I am always on the lookout for verbal messages that I can program into a single button, voice output device. For those of you who have no idea what I am talking about, a single button voice output device looks like this button (with the picture coming from this website):
The child pushes the button and it says whatever verbal message you have recorded into it. It is a simple way for a nonverbal or limited verbal child to experience communication. When you are limited to a single message, communication is--well, limited, and creating a great social activity with a single message takes some thought. I try to get away from using the button simply to request food, although that can work, of course. Here are some single messages (and reasons for communicating) that I have used on a single button:
Calling: "Mom!" or "Dad!" or even calling the family dog if you can train the dog to come when called this way. You can also call toy characters--which I have done with the word "Puppy, come here!" so that a child could collect a large number of the 101 Dalmatian Puppies.
Requesting a social game: "Hug me" as pictured here, "Tickle", "Kiss", "Chase me", "Go outside"--any game that the child likes can be represented by a picture and put on the device so that the child can request a favorite game.
Commanding someone/something to do something: "Go away!" I often find items that are slightly scary and let the child command the item to go away. A family member wearing a mask or even just a silly nose can be scary enough that a child wants to order them to "Go away!" or "Take off nose!" I often record the word "Go" on the button and let the child command an adult to start an electronic train, drop a puzzle piece down a slide, move forward pulling a wagon that the child is sitting on... the possibilities are endless for the word "go". "Sit down!" is fun for a child to say to dad or mom or siblings. I set chairs in a row and family members stand in front of the chairs and sit when commanded to do so.

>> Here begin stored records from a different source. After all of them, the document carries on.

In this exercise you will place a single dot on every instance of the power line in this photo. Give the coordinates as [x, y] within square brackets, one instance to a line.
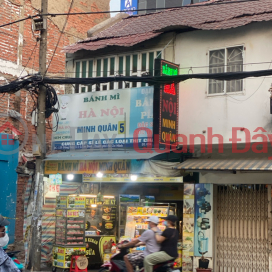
[152, 80]
[117, 11]
[61, 33]
[29, 58]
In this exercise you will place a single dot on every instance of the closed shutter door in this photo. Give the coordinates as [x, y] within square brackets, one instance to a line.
[242, 229]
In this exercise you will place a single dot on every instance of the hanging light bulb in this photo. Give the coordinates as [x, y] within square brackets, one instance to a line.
[99, 175]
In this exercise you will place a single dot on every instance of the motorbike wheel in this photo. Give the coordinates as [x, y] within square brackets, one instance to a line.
[103, 269]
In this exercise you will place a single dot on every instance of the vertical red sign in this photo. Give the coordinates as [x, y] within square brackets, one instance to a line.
[168, 103]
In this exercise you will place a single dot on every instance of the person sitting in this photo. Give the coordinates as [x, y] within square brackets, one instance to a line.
[148, 238]
[169, 245]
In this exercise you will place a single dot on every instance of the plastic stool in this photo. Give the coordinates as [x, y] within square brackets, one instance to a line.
[73, 266]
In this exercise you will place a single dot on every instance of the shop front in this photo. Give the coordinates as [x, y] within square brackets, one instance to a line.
[111, 201]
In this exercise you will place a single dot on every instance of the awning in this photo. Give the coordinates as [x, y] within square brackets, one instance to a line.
[101, 155]
[226, 164]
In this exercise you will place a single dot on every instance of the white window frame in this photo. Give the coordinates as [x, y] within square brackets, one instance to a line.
[116, 67]
[225, 67]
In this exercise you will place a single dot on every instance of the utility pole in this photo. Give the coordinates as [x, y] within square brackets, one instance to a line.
[36, 241]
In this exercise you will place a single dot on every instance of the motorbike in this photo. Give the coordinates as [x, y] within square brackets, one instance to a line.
[12, 255]
[117, 264]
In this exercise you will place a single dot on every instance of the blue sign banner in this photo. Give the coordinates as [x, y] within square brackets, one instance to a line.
[129, 6]
[109, 119]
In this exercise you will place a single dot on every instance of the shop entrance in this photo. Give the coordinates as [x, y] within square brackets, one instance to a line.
[242, 229]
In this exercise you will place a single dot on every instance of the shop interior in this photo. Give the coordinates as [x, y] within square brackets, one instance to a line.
[98, 214]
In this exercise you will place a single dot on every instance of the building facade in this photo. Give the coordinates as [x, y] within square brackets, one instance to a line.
[226, 125]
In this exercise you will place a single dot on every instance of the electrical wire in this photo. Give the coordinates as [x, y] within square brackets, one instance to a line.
[32, 81]
[34, 48]
[116, 11]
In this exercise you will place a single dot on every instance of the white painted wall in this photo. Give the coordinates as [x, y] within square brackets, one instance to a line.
[197, 110]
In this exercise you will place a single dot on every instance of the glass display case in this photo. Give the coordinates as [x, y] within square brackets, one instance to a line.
[70, 227]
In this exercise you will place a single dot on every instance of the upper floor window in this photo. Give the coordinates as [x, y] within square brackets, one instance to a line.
[135, 64]
[226, 60]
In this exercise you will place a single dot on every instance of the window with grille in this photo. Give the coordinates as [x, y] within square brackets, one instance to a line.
[226, 60]
[136, 64]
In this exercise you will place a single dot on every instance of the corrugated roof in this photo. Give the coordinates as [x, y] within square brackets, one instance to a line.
[207, 16]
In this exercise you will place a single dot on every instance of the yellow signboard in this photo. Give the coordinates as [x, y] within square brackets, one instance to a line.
[88, 167]
[62, 256]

Label: As compared to children who do not have autism, children with autism protest and request more and label items less so I recently put the words "What's that?" on the button so that a child who is mostly nonverbal but clearly understanding more and more words, could ask his mother and I to label things that we held. We hit the jackpot with a clear ball that I have that has a little slice of plastic pizza in it. When his mother would say the word "Pizza" it was almost too exciting. Sometimes he had to look away before she said it but he asked her to say the word over and over--often trying to say the word with her.
A single button that talks or even better, two buttons that talk will provide a nonverbal child with many more communication opportunities and I highly recommend that parents of nonverbal children buy at least two of these devices and find creative ways to use them.
Single Buttons like this can range in price from about $12.00 to over $115. 00. The difference in what one gets is durability and clarity of recorded speech.
Disclaimer: I have no financial ties to any company that sells these devices.